Medusa affiliates typically gain initial access through phishing campaigns and by exploiting unpatched software vulnerabilities. Spearwing recruits initial access brokers (IABs) through cybercriminal forums, offering payments between $100 and $1 million for reliable footholds into target networks. Once inside a victim environment, Medusa actors use tools like Rclone to exfiltrate data to command-and-control servers, Sysinternals PsExec or PDQ Deploy to distribute the encryption payload across the network, and disable security tools including Windows Defender prior to executing the ransomware.

The Lazarus Ecosystem: Subgroups and Attribution Challenges

The Other Side of the Deal: What Does Spearwing Get — and Risk?

The existing coverage of this story focuses almost entirely on why Lazarus would want to use Medusa. But the inverse question is equally important: what does the Spearwing group get out of having a North Korean state-sponsored affiliate, and does it even know?

The RaaS model is designed to be arms-length. Affiliates are recruited through cybercriminal forums, often with minimal vetting. A capable operator who can reliably compromise targets and generate ransom payments is valuable to any RaaS platform regardless of who they work for. From Spearwing's perspective, a Lazarus operator who delivers consistent results looks no different from any other skilled affiliate — especially if the North Korean team is using its own access methods and only plugging in the Medusa encryption payload at the final stage of the attack chain.

But this arms-length arrangement creates significant legal exposure. The Lazarus Group, Andariel, and the Reconnaissance General Bureau have all been subject to U.S. Treasury Department sanctions since 2019. Under the Office of Foreign Assets Control (OFAC) framework, any entity that facilitates financial transactions involving sanctioned parties — even unknowingly — can face secondary sanctions and legal consequences. For Spearwing, collecting affiliate fees from a sanctioned North Korean intelligence unit, even indirectly through cryptocurrency, constitutes exactly the kind of transaction that OFAC sanctions are designed to prohibit.

There is also a strategic risk for the Medusa operation itself. High-profile associations with state-sponsored actors tend to attract increased law enforcement attention. The Play ransomware group experienced heightened scrutiny after Palo Alto's Unit 42 linked it to Andariel in late 2024. Spearwing may find that the revenue from a capable affiliate is not worth the heat that comes with a confirmed North Korean connection.

One of the persistent challenges in analyzing Lazarus Group activity is the complexity of the organization itself. Lazarus is not a single, monolithic hacking team. It is an umbrella term for the entirety of North Korean state-sponsored offensive cyber operations, encompassing multiple subgroups with distinct specializations, toolsets, and operational mandates.

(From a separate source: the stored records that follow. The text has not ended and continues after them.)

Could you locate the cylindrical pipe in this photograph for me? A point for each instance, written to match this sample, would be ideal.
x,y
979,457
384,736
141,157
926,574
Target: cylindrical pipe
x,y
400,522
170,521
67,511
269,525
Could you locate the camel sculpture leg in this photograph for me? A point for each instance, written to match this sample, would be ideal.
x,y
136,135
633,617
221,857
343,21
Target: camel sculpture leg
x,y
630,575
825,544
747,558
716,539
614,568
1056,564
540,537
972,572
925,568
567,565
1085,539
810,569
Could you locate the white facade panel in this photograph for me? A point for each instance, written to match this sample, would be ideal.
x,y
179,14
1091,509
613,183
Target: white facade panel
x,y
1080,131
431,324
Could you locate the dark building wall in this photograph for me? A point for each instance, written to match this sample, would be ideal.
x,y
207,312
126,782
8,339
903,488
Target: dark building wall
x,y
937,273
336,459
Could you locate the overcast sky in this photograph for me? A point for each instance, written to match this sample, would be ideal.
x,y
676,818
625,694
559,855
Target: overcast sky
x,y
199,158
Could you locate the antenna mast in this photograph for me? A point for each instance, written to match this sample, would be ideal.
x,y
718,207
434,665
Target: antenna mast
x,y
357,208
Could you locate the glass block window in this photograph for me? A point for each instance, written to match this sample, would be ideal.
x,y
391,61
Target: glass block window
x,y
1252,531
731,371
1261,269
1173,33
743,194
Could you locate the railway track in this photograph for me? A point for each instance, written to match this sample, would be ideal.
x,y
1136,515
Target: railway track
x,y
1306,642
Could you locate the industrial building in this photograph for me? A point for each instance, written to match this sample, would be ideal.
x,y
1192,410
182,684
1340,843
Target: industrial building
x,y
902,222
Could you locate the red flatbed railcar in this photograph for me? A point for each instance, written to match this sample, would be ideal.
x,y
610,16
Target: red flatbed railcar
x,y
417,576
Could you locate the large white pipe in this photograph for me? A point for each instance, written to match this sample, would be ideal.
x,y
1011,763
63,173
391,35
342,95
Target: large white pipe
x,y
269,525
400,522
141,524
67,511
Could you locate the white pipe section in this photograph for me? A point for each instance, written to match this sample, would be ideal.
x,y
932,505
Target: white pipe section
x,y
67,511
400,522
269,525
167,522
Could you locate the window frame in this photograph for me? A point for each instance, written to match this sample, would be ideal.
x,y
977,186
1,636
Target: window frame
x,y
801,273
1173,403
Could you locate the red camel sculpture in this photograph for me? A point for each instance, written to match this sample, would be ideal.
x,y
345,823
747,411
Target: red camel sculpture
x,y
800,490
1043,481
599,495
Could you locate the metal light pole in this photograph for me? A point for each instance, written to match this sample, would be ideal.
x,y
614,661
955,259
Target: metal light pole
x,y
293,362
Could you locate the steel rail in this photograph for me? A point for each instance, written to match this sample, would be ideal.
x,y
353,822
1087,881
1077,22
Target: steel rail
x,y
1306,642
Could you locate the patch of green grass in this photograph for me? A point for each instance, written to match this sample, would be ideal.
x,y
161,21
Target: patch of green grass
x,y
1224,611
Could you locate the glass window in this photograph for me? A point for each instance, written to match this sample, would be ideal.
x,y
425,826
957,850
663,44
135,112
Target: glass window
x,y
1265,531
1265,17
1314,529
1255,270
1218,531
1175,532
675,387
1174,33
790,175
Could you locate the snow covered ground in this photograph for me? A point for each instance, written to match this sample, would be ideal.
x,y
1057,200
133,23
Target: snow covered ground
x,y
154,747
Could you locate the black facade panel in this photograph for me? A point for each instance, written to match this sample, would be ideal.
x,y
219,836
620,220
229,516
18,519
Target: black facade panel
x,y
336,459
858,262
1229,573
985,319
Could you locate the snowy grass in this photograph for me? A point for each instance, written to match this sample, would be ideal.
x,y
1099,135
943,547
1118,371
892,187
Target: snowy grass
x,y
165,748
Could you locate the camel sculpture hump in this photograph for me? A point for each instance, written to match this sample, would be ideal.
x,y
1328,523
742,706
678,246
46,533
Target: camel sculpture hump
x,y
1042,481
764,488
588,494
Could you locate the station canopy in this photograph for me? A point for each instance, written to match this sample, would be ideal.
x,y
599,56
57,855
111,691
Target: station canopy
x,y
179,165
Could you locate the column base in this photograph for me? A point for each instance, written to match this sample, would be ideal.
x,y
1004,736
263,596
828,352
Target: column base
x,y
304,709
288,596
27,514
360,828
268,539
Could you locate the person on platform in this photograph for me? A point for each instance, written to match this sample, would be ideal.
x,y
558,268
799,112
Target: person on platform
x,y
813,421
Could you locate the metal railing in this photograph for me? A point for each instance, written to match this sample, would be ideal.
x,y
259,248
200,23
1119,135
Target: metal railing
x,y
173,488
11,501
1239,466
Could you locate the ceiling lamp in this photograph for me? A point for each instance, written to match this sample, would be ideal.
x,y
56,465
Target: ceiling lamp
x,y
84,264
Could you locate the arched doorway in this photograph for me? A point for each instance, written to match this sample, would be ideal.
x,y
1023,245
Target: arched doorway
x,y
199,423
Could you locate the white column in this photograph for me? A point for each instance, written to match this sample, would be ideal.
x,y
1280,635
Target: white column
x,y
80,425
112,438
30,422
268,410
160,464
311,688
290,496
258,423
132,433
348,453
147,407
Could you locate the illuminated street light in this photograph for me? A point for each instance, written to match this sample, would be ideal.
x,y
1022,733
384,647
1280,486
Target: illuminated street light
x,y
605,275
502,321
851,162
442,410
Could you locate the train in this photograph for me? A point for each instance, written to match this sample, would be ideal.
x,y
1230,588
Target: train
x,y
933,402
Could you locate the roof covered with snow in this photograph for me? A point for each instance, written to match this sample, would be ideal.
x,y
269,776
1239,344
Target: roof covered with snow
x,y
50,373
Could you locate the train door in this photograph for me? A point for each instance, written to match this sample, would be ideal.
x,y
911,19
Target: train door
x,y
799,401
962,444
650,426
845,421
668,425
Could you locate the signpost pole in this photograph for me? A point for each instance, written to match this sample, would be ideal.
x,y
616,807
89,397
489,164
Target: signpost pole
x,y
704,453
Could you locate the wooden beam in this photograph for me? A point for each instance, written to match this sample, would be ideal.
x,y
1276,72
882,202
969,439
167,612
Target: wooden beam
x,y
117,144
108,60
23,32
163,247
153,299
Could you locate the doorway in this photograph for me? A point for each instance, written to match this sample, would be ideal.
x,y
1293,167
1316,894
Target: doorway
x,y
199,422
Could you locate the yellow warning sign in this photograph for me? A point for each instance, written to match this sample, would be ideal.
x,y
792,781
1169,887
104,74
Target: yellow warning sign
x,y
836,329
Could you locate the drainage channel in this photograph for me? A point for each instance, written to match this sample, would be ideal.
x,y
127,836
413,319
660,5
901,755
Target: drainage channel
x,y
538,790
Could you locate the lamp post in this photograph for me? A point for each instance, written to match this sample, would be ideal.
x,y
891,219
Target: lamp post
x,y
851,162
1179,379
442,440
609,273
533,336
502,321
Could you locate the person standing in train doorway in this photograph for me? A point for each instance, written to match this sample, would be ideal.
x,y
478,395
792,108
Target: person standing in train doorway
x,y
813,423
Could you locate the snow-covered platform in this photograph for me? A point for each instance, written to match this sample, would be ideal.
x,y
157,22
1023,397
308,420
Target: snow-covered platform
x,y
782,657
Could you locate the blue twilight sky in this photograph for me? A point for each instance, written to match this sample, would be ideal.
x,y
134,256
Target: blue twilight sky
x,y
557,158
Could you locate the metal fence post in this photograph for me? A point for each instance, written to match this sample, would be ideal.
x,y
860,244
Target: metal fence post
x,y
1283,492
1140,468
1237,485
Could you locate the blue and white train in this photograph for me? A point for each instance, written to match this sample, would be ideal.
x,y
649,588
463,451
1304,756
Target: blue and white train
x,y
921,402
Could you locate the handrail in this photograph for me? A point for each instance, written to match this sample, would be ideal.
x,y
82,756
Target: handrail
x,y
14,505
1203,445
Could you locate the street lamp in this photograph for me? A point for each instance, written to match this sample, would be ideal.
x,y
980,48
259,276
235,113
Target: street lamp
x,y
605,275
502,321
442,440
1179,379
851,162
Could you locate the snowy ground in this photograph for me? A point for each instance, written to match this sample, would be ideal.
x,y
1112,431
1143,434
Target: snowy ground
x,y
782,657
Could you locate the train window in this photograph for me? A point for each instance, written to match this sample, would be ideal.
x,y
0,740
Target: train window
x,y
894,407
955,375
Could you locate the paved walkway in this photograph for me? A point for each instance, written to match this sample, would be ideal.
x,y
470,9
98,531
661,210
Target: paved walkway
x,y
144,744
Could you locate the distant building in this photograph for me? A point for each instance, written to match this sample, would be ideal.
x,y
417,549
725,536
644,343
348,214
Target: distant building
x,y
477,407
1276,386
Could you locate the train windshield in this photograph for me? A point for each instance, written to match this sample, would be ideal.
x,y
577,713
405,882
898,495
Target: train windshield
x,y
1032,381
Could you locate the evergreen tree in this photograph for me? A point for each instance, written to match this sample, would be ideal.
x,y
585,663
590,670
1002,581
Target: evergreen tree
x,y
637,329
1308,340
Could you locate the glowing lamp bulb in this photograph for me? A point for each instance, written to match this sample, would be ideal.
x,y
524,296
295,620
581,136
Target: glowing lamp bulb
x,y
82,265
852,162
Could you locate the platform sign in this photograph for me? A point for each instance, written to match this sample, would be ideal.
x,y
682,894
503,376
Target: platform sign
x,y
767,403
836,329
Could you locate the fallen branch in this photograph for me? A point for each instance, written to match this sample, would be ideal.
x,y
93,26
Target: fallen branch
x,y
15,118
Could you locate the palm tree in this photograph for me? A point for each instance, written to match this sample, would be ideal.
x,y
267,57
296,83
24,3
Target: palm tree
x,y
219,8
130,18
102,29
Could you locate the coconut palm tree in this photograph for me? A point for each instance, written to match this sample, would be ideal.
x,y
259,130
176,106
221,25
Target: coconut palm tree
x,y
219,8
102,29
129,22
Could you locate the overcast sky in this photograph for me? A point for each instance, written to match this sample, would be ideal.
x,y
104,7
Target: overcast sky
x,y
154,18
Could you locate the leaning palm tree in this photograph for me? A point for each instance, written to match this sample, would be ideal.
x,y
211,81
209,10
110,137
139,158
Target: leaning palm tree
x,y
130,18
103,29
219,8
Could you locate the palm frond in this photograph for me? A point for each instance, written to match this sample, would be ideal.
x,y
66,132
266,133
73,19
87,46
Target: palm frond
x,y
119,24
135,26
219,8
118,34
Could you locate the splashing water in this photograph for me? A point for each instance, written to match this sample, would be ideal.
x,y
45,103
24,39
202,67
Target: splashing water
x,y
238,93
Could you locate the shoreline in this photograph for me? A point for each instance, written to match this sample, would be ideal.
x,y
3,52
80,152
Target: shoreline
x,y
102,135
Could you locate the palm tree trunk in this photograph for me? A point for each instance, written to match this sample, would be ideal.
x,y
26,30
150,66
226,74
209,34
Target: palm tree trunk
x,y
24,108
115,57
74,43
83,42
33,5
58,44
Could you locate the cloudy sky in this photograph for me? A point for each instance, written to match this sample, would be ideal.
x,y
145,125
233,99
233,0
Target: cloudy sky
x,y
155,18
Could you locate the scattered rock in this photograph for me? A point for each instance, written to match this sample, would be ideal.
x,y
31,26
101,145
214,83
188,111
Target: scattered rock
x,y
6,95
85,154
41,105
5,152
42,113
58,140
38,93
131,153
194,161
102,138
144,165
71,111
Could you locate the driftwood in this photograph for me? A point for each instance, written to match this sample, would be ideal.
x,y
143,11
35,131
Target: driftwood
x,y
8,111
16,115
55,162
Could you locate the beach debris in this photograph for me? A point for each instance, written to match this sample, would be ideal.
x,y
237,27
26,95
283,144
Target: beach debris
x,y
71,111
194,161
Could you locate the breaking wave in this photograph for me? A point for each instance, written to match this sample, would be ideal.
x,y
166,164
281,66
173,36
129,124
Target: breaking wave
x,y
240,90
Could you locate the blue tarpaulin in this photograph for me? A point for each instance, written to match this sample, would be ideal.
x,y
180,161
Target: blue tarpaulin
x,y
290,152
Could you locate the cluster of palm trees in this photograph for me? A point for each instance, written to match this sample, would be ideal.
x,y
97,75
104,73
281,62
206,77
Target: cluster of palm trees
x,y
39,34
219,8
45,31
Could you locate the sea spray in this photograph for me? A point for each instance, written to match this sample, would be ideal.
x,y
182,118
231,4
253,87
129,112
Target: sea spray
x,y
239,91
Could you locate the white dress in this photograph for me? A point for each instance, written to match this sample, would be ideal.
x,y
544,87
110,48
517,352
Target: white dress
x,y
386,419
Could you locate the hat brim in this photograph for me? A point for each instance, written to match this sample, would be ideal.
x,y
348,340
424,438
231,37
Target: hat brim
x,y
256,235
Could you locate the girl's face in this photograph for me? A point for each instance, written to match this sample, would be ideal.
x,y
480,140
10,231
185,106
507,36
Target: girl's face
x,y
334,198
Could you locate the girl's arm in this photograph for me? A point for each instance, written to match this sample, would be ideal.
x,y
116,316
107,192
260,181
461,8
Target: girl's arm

The subgroup with the longest track record of ransomware activity is Andariel, also tracked as Stonefly, Onyx Sleet, Silent Chollima, and APT45. Andariel operates under the Reconnaissance General Bureau (RGB), North Korea's primary military intelligence agency. For years, Andariel was considered primarily an espionage-focused unit, targeting high-value military and government organizations. Its pivot to financially motivated ransomware operations roughly five years ago signaled a fundamental change in mission, driven by the need to generate revenue for the regime.

The tactics and targeting observed in the Medusa attacks closely resemble previous Andariel operations, particularly the focus on extorting U.S. healthcare organizations. However, the Symantec and Carbon Black Threat Hunter Team cautioned that the supporting malware used in the attacks does not point exclusively to Andariel. Specifically, the Comebacker backdoor has historically been associated with a different Lazarus subgroup tracked as Pompilus, also known as Diamond Sleet. This overlap makes definitive subgroup attribution difficult.

The Symantec and Carbon Black Threat Hunter Team stated plainly in their report that the Medusa attacks are definitively the work of Lazarus, but that it remains unclear which specific subgroup within the Lazarus umbrella is responsible for them.

This ambiguity may itself be a feature rather than a bug. If Lazarus subgroups are sharing tools, infrastructure, or operational personnel across traditional organizational boundaries, it becomes significantly harder for defenders and law enforcement agencies to attribute specific campaigns and develop targeted countermeasures. But there is a second implication that is less frequently discussed: the blurring of internal Lazarus boundaries may reflect a deliberate restructuring of North Korean cyber operations around function rather than organizational identity. If espionage teams supply the access, ransomware specialists handle the encryption, and a separate financial operations unit manages the laundering — all drawing from a shared toolbox — then the Western analytical framework of tracking discrete "subgroups" may no longer map to how the DPRK actually organizes its offensive cyber workforce. Defenders who build detection strategies around a specific subgroup's signature behaviors may be defending against an organizational model that no longer exists.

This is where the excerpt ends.